La Direction générale de l’armement a pris la parole pour dégonfler une partie de la polémique. « Nous avons donné notre accord » à la transaction, a assuré au Parisien Benoît Laroche de Roussane, directeur de l’industrie de défense à la DGA, « après avoir étudié le projet industriel de l’acheteur pour connaître son intention ». Par ailleurs, LMB « a un savoir-faire de niche dans un domaine qui est important » mais « n’est pas une entreprise stratégique », nuançait jeudi sur franceinfo Guillaume Ancel, ancien officier de l’armée de terre. « LMB construit des composants de rang 2 qui vont être intégrés par un autre fabricant », des ventilateurs « pour refroidir des systèmes électroniques », et représente « moins de 10% du petit marché des ventilateurs militarisés », décrit le spécialiste, qui rappelle également que LMB « a appartenu à une société américaine jusqu’en 2012 ».
Le passage de LMB sous pavillon américain « a fait l’objet d’un examen exhaustif et rigoureusement détaillé dans le cadre de la procédure de contrôle des investissements étrangers en France, en coordination avec les ministères compétents », s’est défendu le ministère de l’Economie à franceinfo mercredi. « Le gouvernement a imposé à l’investisseur des conditions strictes de maintien en France et de modernisation des capacités industrielles, indispensables à la poursuite des activités stratégiques de LMB », a ajouté Bercy.
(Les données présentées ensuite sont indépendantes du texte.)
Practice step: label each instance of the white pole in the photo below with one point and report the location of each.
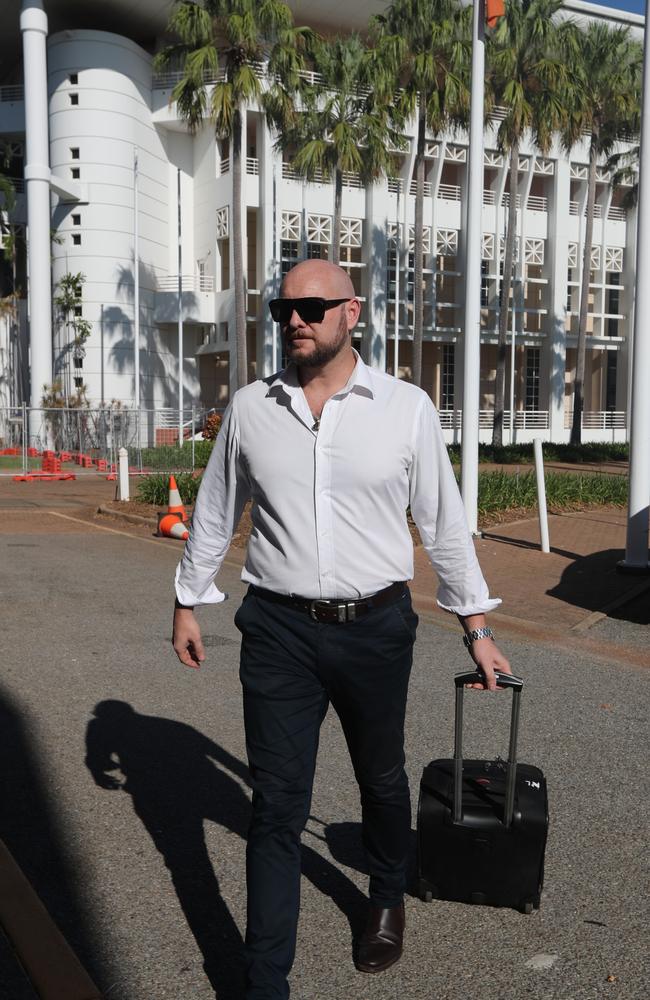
(136, 285)
(397, 267)
(33, 25)
(636, 548)
(180, 314)
(512, 364)
(541, 495)
(123, 473)
(472, 332)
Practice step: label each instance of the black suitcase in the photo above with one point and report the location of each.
(482, 824)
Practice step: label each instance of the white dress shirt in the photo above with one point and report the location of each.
(329, 505)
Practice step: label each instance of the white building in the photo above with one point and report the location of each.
(101, 105)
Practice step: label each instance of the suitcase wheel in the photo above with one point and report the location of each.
(425, 891)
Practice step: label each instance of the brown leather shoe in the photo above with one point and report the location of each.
(380, 945)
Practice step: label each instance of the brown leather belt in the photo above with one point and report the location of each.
(334, 612)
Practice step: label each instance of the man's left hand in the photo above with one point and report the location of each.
(488, 658)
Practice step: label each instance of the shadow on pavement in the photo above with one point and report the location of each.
(169, 770)
(35, 837)
(592, 582)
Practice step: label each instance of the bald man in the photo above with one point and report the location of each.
(331, 453)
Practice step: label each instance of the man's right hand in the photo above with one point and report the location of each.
(186, 638)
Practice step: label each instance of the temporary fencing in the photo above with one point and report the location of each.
(87, 440)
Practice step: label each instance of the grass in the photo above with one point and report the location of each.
(497, 491)
(503, 491)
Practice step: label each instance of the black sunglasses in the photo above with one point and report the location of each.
(311, 309)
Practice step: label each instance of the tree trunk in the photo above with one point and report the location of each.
(238, 257)
(579, 384)
(418, 244)
(506, 285)
(336, 231)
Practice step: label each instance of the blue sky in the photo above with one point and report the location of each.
(635, 6)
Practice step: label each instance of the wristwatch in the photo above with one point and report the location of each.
(183, 607)
(478, 633)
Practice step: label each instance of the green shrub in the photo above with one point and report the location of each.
(514, 454)
(171, 457)
(502, 491)
(155, 489)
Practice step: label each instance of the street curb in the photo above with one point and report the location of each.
(132, 518)
(48, 960)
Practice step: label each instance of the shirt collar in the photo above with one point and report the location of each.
(360, 380)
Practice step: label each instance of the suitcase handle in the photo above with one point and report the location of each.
(503, 680)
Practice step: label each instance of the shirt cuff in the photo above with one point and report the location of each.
(209, 595)
(464, 610)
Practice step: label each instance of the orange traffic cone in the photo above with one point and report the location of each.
(175, 503)
(170, 526)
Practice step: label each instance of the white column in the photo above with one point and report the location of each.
(268, 242)
(33, 25)
(472, 331)
(558, 251)
(636, 548)
(374, 252)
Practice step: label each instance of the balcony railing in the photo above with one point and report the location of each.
(524, 419)
(189, 283)
(599, 420)
(449, 192)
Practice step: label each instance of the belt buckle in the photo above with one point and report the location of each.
(313, 611)
(346, 611)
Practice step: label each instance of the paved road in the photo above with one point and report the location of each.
(85, 616)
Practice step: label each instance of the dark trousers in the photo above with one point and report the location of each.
(292, 667)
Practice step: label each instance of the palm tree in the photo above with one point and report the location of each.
(525, 78)
(604, 95)
(233, 52)
(425, 46)
(340, 126)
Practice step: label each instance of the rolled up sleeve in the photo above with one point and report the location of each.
(219, 504)
(437, 509)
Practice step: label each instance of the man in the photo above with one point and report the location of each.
(331, 453)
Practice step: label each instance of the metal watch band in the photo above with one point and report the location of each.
(478, 633)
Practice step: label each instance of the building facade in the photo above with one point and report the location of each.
(133, 195)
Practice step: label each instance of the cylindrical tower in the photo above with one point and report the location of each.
(100, 110)
(33, 25)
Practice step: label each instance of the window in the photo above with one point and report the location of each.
(610, 384)
(224, 252)
(317, 251)
(485, 283)
(447, 378)
(289, 255)
(532, 378)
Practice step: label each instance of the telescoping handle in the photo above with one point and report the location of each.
(503, 680)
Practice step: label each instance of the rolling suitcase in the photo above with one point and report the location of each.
(482, 824)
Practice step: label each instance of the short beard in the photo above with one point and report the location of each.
(324, 352)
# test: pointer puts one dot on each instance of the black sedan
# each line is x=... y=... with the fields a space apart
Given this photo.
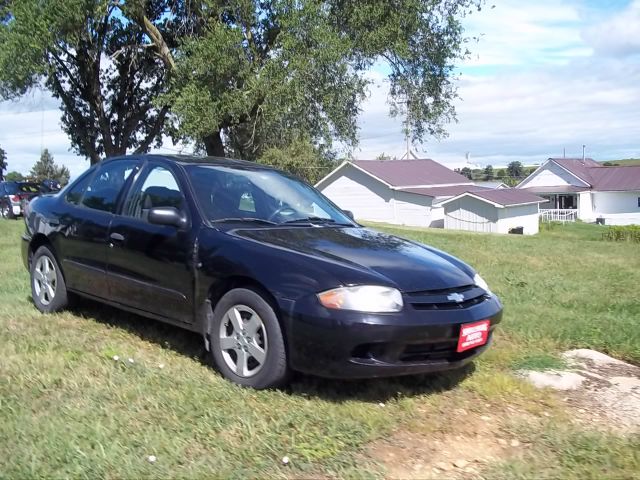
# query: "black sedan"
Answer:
x=272 y=274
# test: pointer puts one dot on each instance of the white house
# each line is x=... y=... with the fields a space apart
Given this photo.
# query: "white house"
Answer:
x=404 y=192
x=495 y=211
x=584 y=189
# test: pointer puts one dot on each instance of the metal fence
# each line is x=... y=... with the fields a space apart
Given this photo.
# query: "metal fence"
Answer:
x=558 y=215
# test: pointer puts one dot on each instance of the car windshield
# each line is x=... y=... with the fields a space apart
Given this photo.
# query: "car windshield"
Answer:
x=260 y=196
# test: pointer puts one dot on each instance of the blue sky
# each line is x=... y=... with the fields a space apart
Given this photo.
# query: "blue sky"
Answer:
x=544 y=75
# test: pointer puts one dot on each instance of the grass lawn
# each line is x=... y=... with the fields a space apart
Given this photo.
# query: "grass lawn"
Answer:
x=67 y=408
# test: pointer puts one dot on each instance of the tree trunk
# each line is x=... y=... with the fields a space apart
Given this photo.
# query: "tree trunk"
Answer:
x=213 y=144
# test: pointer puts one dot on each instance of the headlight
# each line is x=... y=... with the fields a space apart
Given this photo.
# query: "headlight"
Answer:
x=479 y=281
x=363 y=298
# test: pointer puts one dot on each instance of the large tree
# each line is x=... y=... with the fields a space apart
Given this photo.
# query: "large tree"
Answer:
x=3 y=163
x=255 y=74
x=234 y=76
x=46 y=169
x=104 y=68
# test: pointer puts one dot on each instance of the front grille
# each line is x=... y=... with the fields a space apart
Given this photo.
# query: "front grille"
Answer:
x=424 y=353
x=447 y=299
Parmi ces conditions, le gouvernement a notamment imposé le « maintien de la production en Corrèze » et le « respect des contrats avec les entreprises militaires françaises, sans limite de durée », a détaillé Roland Lescure sur TF1 vendredi. Mais surtout, « l’Etat, sans débourser un sou, prend une ‘action de préférence' » dans la nouvelle entité, a expliqué le ministre. Ce titre, également appelé une « golden share » et détenu par l’Agence des participations de l’Etat, donne à l’Etat « un droit de blocage » sur « toute décision stratégique » qui affecterait LMB.
L’Etat pourra également être représenté dans tout organe de délibération de la société qui serait mis en place, à sa demande, selon le ministère. « Tout manquement aux conditions imposées dans le cadre du régime de contrôle des investissements étrangers en France expose l’investisseur concerné à des sanctions sévères », termine Bercy.
« On souhaite être ouverts, mais très vigilants. Evidemment, on ne brade la souveraineté française, surtout en défense, technologies, santé, ou agroalimentaire, à aucun prix. »
Roland Lescure, ministre de l’Economie
à la presse
Le ministre de l’Economie rappelle également que « des entreprises comme [LMB], en France, il y en a d’autres ». Enfin, Roland Lescure a annoncé sur TF1 qu’il allait « lancer une mission parlementaire » pour réexaminer la procédure de contrôle des investissements étrangers. Cette procédure, renforcée par la loi Pacte en 2019, est « déjà une des procédures les plus strictes au monde », et « il faut qu’on la réexamine [pour] voir si on doit l’améliorer, l’approfondir, la rendre encore plus stricte », estime celui qui était rapporteur du projet de loi Pacte.